Default-deny ingress and egress, then allow only DNS and the ingress/gateway path. This stops a compromised environment from reaching other tenants, in-cluster services, or the cloud metadata endpoint.

apiVersion: networking.k8s.io/v1
kind: NetworkPolicy
metadata:
name: default-deny
spec:
podSelector: {}
policyTypes: [Ingress, Egress]
---
apiVersion: networking.k8s.io/v1
kind: NetworkPolicy
metadata:
name: allow-dns-and-ingress
spec:
podSelector: {}
policyTypes: [Ingress, Egress]
ingress:
- from:
- namespaceSelector:
matchLabels:
kubernetes.io/metadata.name: traefik-system # your ingress/gateway ns
egress:
- to:
- namespaceSelector: {}
podSelector:
matchLabels:
k8s-app: kube-dns
ports:
- { protocol: UDP, port: 53 }
- { protocol: TCP, port: 53 }
  • No hostPath — blocked by Pod Security Admission restricted (below); it’s the most common path from a volume to the node filesystem.
  • Ephemeral-storage limits (in the LimitRange above) stop a disk-fill DoS on the node.
  • Scoped StorageClass with reclaimPolicy: Delete so an environment’s PVs are cleaned up at teardown and never re-bound by another tenant; enable encryption-at-rest at the storage backend.
  • Under Kata, volumes are surfaced inside the guest VM — never share a ReadWriteMany volume across environments, or you reintroduce a cross-tenant channel.

Enforce Pod Security Admission restricted on managed namespaces — it blocks privileged containers, host namespaces (hostNetwork/hostPID/hostIPC), hostPath, and running as root:

# labels to add on each managed namespace
pod-security.kubernetes.io/enforce: restricted
pod-security.kubernetes.io/enforce-version: latest

Use Kyverno for what PSA can’t express — requiring the Kata runtimeClassName (above), mandating resource limits, or pinning image registries.

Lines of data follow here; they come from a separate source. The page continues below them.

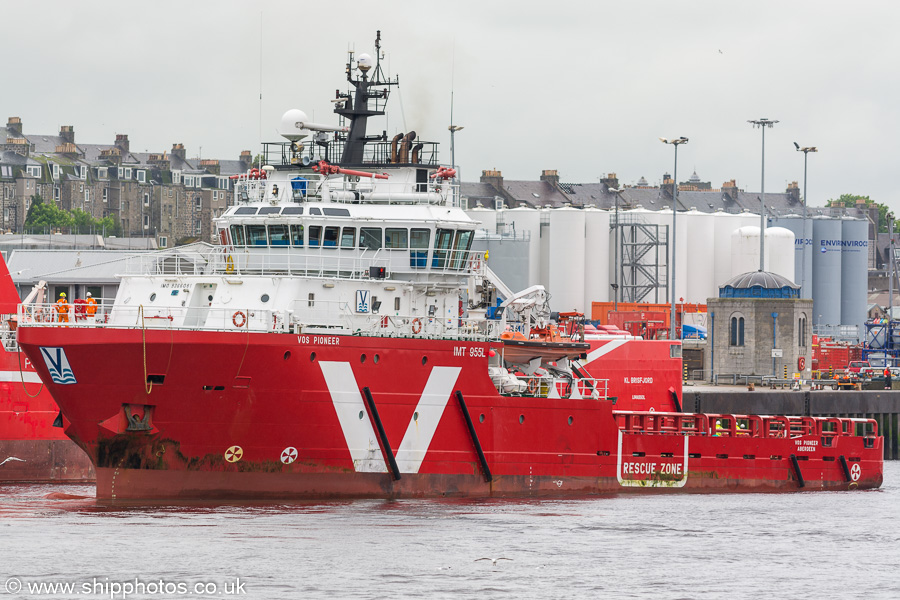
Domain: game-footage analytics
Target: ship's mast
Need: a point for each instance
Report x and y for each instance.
(357, 106)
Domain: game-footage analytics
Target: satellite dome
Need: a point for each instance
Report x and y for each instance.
(292, 125)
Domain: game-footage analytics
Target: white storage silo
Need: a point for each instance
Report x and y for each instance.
(826, 281)
(701, 252)
(780, 252)
(486, 216)
(802, 239)
(725, 224)
(854, 273)
(596, 257)
(566, 259)
(527, 221)
(745, 250)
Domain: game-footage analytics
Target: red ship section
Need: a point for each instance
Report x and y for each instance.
(199, 414)
(31, 448)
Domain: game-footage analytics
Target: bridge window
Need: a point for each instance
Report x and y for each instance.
(396, 239)
(315, 235)
(331, 237)
(278, 235)
(370, 238)
(297, 235)
(419, 240)
(442, 242)
(237, 235)
(460, 248)
(256, 235)
(348, 237)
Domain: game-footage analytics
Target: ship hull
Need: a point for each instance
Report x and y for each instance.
(268, 415)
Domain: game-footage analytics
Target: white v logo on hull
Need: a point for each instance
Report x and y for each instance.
(362, 441)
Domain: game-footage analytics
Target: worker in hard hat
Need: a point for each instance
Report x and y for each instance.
(62, 308)
(91, 307)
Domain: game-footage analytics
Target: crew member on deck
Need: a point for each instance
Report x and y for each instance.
(62, 308)
(91, 308)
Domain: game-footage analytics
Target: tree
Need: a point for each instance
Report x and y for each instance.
(46, 216)
(851, 201)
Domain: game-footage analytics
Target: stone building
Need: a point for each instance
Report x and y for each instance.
(759, 325)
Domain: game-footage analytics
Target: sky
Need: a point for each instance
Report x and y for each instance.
(586, 88)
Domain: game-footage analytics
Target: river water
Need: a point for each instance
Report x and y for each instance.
(800, 545)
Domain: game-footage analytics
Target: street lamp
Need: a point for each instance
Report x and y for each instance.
(805, 150)
(763, 124)
(615, 284)
(675, 142)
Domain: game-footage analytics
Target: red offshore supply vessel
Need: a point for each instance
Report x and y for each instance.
(31, 448)
(335, 345)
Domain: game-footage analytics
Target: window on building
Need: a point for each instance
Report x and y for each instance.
(737, 331)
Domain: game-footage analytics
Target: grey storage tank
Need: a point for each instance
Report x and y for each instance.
(826, 283)
(854, 272)
(802, 239)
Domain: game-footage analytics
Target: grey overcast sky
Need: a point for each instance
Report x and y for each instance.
(583, 87)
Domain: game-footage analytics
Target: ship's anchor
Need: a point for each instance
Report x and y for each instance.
(135, 423)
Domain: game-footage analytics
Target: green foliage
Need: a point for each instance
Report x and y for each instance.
(850, 201)
(45, 217)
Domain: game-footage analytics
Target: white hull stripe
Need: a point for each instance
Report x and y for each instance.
(14, 377)
(365, 451)
(605, 349)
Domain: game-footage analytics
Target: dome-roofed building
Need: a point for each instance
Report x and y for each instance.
(759, 325)
(759, 284)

ResourceQuota, LimitRange, and NetworkPolicy are namespaced, and Dploy creates namespaces on the fly. Generate them into every managed namespace with a Kyverno generate policy keyed on the dploy.dev/managed=true label — the same label the TLS and ExternalDNS flows rely on:

apiVersion: kyverno.io/v1
kind: ClusterPolicy
metadata:
name: dploy-namespace-hardening
spec:
rules:
# 1. label the namespace for restricted Pod Security
- name: enforce-restricted-psa
match:
any:
- resources:
kinds: [Namespace]
selector:
matchLabels:
dploy.dev/managed: "true"
mutate:
patchStrategicMerge:
metadata:
labels:
pod-security.kubernetes.io/enforce: restricted
# 2. drop a default-deny NetworkPolicy into it
- name: default-deny-netpol
match:
any:
- resources:
kinds: [Namespace]
selector:
matchLabels:
dploy.dev/managed: "true"
generate:
apiVersion: networking.k8s.io/v1
kind: NetworkPolicy
name: default-deny
namespace: "{{request.object.metadata.name}}"
synchronize: true
data:
spec:
podSelector: {}
policyTypes: [Ingress, Egress]

Repeat the generate rule for the ResourceQuota/LimitRange and the allow-list NetworkPolicy.